In the , Jamboree Heights had a population of 3,141 people.

== Education ==
Jamboree Heights State School is a government primary (Early Childhood to Year 6) school for boys and girls at 35 Beanland Street. In 2017, the school had an enrolment of 819 students with 61 teachers (50 full-time equivalent) and 27 non-teaching staff (16 full-time equivalent). It includes a special education program.

There are no secondary schools in Jamboree Heights.

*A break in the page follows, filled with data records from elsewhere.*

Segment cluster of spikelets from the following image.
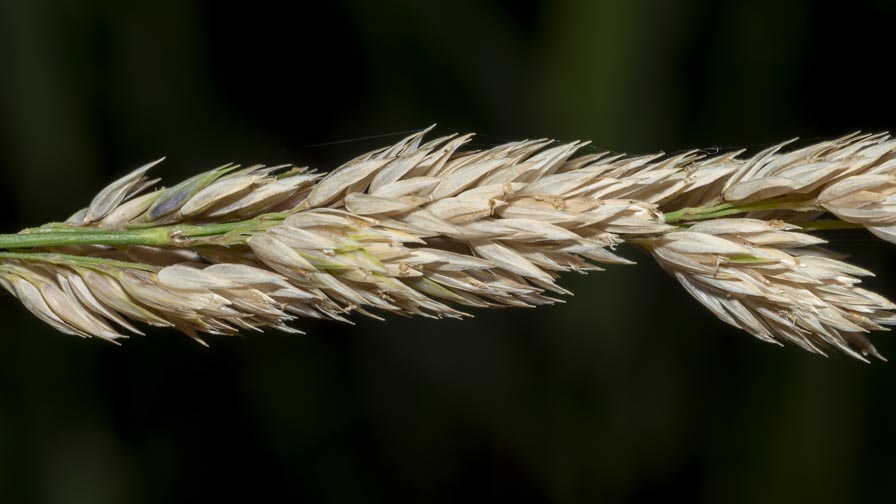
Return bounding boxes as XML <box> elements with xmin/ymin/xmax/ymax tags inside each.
<box><xmin>0</xmin><ymin>128</ymin><xmax>896</xmax><ymax>359</ymax></box>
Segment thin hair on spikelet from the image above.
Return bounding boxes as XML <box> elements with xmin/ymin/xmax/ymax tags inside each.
<box><xmin>0</xmin><ymin>130</ymin><xmax>896</xmax><ymax>360</ymax></box>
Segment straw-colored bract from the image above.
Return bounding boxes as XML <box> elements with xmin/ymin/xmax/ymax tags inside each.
<box><xmin>0</xmin><ymin>128</ymin><xmax>896</xmax><ymax>359</ymax></box>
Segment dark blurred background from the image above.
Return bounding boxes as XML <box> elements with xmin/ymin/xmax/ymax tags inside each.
<box><xmin>0</xmin><ymin>0</ymin><xmax>896</xmax><ymax>503</ymax></box>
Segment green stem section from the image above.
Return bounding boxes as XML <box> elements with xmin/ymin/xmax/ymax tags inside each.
<box><xmin>666</xmin><ymin>200</ymin><xmax>823</xmax><ymax>224</ymax></box>
<box><xmin>0</xmin><ymin>214</ymin><xmax>283</xmax><ymax>249</ymax></box>
<box><xmin>0</xmin><ymin>252</ymin><xmax>158</xmax><ymax>271</ymax></box>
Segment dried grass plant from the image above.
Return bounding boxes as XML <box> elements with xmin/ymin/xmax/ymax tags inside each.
<box><xmin>0</xmin><ymin>128</ymin><xmax>896</xmax><ymax>360</ymax></box>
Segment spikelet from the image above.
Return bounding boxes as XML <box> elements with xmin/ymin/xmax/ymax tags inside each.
<box><xmin>0</xmin><ymin>130</ymin><xmax>896</xmax><ymax>358</ymax></box>
<box><xmin>652</xmin><ymin>219</ymin><xmax>896</xmax><ymax>359</ymax></box>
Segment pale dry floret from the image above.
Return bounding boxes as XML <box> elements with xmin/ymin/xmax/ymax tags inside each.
<box><xmin>0</xmin><ymin>130</ymin><xmax>896</xmax><ymax>358</ymax></box>
<box><xmin>652</xmin><ymin>219</ymin><xmax>896</xmax><ymax>358</ymax></box>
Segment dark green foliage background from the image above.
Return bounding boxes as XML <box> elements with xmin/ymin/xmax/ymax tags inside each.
<box><xmin>0</xmin><ymin>0</ymin><xmax>896</xmax><ymax>503</ymax></box>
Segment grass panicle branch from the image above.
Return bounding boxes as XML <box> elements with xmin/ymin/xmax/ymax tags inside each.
<box><xmin>0</xmin><ymin>130</ymin><xmax>896</xmax><ymax>359</ymax></box>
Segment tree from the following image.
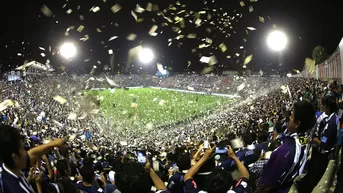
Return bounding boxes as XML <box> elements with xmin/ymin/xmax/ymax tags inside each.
<box><xmin>312</xmin><ymin>46</ymin><xmax>328</xmax><ymax>65</ymax></box>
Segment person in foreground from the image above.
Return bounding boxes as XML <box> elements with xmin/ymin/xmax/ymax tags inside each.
<box><xmin>184</xmin><ymin>146</ymin><xmax>249</xmax><ymax>193</ymax></box>
<box><xmin>0</xmin><ymin>125</ymin><xmax>65</xmax><ymax>193</ymax></box>
<box><xmin>255</xmin><ymin>101</ymin><xmax>316</xmax><ymax>193</ymax></box>
<box><xmin>116</xmin><ymin>155</ymin><xmax>167</xmax><ymax>193</ymax></box>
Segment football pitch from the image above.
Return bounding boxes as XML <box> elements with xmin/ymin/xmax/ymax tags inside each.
<box><xmin>87</xmin><ymin>88</ymin><xmax>235</xmax><ymax>129</ymax></box>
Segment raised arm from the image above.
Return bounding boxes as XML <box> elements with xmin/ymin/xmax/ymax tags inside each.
<box><xmin>27</xmin><ymin>139</ymin><xmax>66</xmax><ymax>167</ymax></box>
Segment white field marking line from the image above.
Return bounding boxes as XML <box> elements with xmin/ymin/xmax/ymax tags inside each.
<box><xmin>91</xmin><ymin>86</ymin><xmax>241</xmax><ymax>98</ymax></box>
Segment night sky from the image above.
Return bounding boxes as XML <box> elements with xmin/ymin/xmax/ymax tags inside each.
<box><xmin>0</xmin><ymin>0</ymin><xmax>343</xmax><ymax>73</ymax></box>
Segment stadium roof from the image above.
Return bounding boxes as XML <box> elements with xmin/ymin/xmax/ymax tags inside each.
<box><xmin>16</xmin><ymin>61</ymin><xmax>55</xmax><ymax>72</ymax></box>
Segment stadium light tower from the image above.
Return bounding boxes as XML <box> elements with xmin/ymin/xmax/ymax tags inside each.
<box><xmin>138</xmin><ymin>48</ymin><xmax>154</xmax><ymax>64</ymax></box>
<box><xmin>60</xmin><ymin>42</ymin><xmax>76</xmax><ymax>60</ymax></box>
<box><xmin>267</xmin><ymin>30</ymin><xmax>288</xmax><ymax>66</ymax></box>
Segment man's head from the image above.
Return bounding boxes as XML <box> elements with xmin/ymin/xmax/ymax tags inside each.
<box><xmin>208</xmin><ymin>169</ymin><xmax>233</xmax><ymax>193</ymax></box>
<box><xmin>257</xmin><ymin>130</ymin><xmax>269</xmax><ymax>143</ymax></box>
<box><xmin>323</xmin><ymin>95</ymin><xmax>338</xmax><ymax>115</ymax></box>
<box><xmin>116</xmin><ymin>163</ymin><xmax>151</xmax><ymax>193</ymax></box>
<box><xmin>0</xmin><ymin>125</ymin><xmax>27</xmax><ymax>170</ymax></box>
<box><xmin>56</xmin><ymin>160</ymin><xmax>71</xmax><ymax>177</ymax></box>
<box><xmin>81</xmin><ymin>167</ymin><xmax>95</xmax><ymax>184</ymax></box>
<box><xmin>288</xmin><ymin>101</ymin><xmax>316</xmax><ymax>133</ymax></box>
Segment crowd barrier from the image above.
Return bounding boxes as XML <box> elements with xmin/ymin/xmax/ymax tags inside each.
<box><xmin>150</xmin><ymin>86</ymin><xmax>241</xmax><ymax>98</ymax></box>
<box><xmin>91</xmin><ymin>86</ymin><xmax>241</xmax><ymax>98</ymax></box>
<box><xmin>302</xmin><ymin>38</ymin><xmax>343</xmax><ymax>83</ymax></box>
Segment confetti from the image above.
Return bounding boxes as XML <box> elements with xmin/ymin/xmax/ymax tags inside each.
<box><xmin>135</xmin><ymin>4</ymin><xmax>145</xmax><ymax>13</ymax></box>
<box><xmin>219</xmin><ymin>43</ymin><xmax>227</xmax><ymax>52</ymax></box>
<box><xmin>131</xmin><ymin>103</ymin><xmax>138</xmax><ymax>108</ymax></box>
<box><xmin>76</xmin><ymin>25</ymin><xmax>85</xmax><ymax>33</ymax></box>
<box><xmin>187</xmin><ymin>33</ymin><xmax>197</xmax><ymax>39</ymax></box>
<box><xmin>111</xmin><ymin>4</ymin><xmax>122</xmax><ymax>13</ymax></box>
<box><xmin>149</xmin><ymin>25</ymin><xmax>158</xmax><ymax>36</ymax></box>
<box><xmin>41</xmin><ymin>5</ymin><xmax>53</xmax><ymax>17</ymax></box>
<box><xmin>108</xmin><ymin>36</ymin><xmax>118</xmax><ymax>41</ymax></box>
<box><xmin>54</xmin><ymin>96</ymin><xmax>67</xmax><ymax>105</ymax></box>
<box><xmin>0</xmin><ymin>99</ymin><xmax>14</xmax><ymax>112</ymax></box>
<box><xmin>131</xmin><ymin>11</ymin><xmax>138</xmax><ymax>21</ymax></box>
<box><xmin>68</xmin><ymin>113</ymin><xmax>77</xmax><ymax>120</ymax></box>
<box><xmin>126</xmin><ymin>33</ymin><xmax>137</xmax><ymax>41</ymax></box>
<box><xmin>106</xmin><ymin>76</ymin><xmax>119</xmax><ymax>87</ymax></box>
<box><xmin>201</xmin><ymin>66</ymin><xmax>214</xmax><ymax>74</ymax></box>
<box><xmin>247</xmin><ymin>27</ymin><xmax>256</xmax><ymax>31</ymax></box>
<box><xmin>145</xmin><ymin>3</ymin><xmax>152</xmax><ymax>11</ymax></box>
<box><xmin>91</xmin><ymin>6</ymin><xmax>100</xmax><ymax>13</ymax></box>
<box><xmin>244</xmin><ymin>55</ymin><xmax>253</xmax><ymax>65</ymax></box>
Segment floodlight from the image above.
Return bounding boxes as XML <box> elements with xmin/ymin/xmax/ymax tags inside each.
<box><xmin>60</xmin><ymin>42</ymin><xmax>76</xmax><ymax>60</ymax></box>
<box><xmin>267</xmin><ymin>31</ymin><xmax>288</xmax><ymax>52</ymax></box>
<box><xmin>138</xmin><ymin>48</ymin><xmax>154</xmax><ymax>64</ymax></box>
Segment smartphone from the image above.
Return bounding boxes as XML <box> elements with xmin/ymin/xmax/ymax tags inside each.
<box><xmin>152</xmin><ymin>161</ymin><xmax>160</xmax><ymax>172</ymax></box>
<box><xmin>204</xmin><ymin>140</ymin><xmax>209</xmax><ymax>149</ymax></box>
<box><xmin>137</xmin><ymin>151</ymin><xmax>146</xmax><ymax>164</ymax></box>
<box><xmin>215</xmin><ymin>147</ymin><xmax>227</xmax><ymax>154</ymax></box>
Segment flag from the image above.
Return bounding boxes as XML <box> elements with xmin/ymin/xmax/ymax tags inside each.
<box><xmin>304</xmin><ymin>58</ymin><xmax>316</xmax><ymax>74</ymax></box>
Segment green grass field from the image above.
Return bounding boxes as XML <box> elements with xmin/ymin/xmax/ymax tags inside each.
<box><xmin>87</xmin><ymin>88</ymin><xmax>234</xmax><ymax>128</ymax></box>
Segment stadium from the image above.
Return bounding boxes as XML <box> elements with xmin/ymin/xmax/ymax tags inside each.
<box><xmin>0</xmin><ymin>0</ymin><xmax>343</xmax><ymax>193</ymax></box>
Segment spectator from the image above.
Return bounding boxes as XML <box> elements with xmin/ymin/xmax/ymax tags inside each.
<box><xmin>255</xmin><ymin>101</ymin><xmax>315</xmax><ymax>193</ymax></box>
<box><xmin>184</xmin><ymin>146</ymin><xmax>249</xmax><ymax>193</ymax></box>
<box><xmin>297</xmin><ymin>95</ymin><xmax>338</xmax><ymax>193</ymax></box>
<box><xmin>0</xmin><ymin>125</ymin><xmax>65</xmax><ymax>193</ymax></box>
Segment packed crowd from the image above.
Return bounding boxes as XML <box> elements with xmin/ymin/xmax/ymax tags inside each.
<box><xmin>0</xmin><ymin>75</ymin><xmax>342</xmax><ymax>193</ymax></box>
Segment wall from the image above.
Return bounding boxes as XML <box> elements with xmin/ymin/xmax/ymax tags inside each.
<box><xmin>311</xmin><ymin>38</ymin><xmax>343</xmax><ymax>83</ymax></box>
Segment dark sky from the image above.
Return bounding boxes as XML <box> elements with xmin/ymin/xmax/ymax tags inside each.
<box><xmin>0</xmin><ymin>0</ymin><xmax>343</xmax><ymax>73</ymax></box>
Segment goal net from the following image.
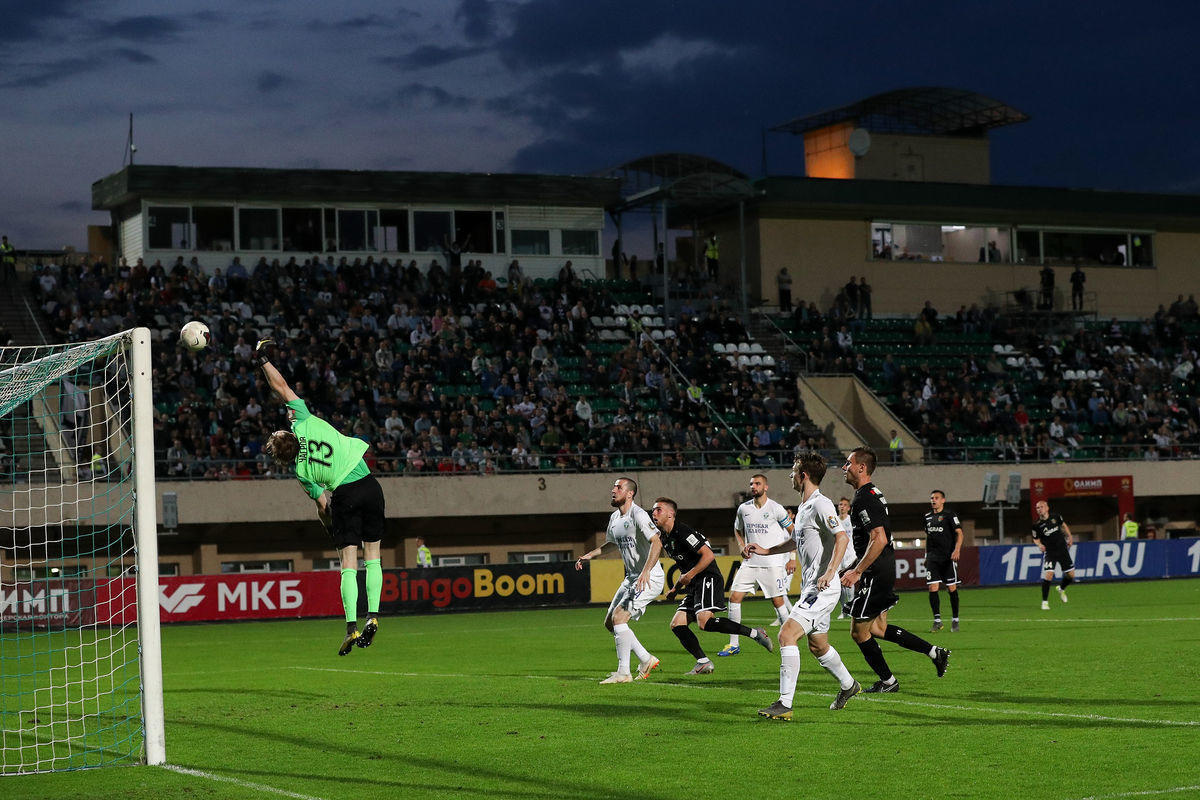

The nearest government secondary school is Centenary State High School in Jindalee to the north.

== Facilities ==
A Police Beat is located at 31 Lanena St and can be phoned on (07) 3376 8092.

A Fire Station is located at 238 Arrabri Ave and can be phoned on (07) 3279 0536.

An Ambulance Station is located on Westcombe St and can be contacted on (07) 3895 3911.

There is an Australian Naval Cadet Training Ship (TS Vengeance) located on Moolanda Street, close to the Centenary State High School.

== Transport ==
There are multiple bus services going to and from Mount Ommaney Shopping Centre Bus Exchange to the city and other locations including:

- 454 (Riverhills, Mount Ommaney Bus Exchange, Indooroopilly, Toowong, City)
- 460 (Heathwood, Forest Lake, Mt Ommaney, Indooroopilly, City)
- 453 (Mt Ommaney, Jindalee, Indooroopilly, City)
- 106 (Mount Ommaney, Sinnamon Park, Oxley, Corinda, Sherwood, Graceville, Chelmer, Indooroopilly)

There is also a S703 run which is open to the public, but is mainly used by school students heading to Kenmore State High School.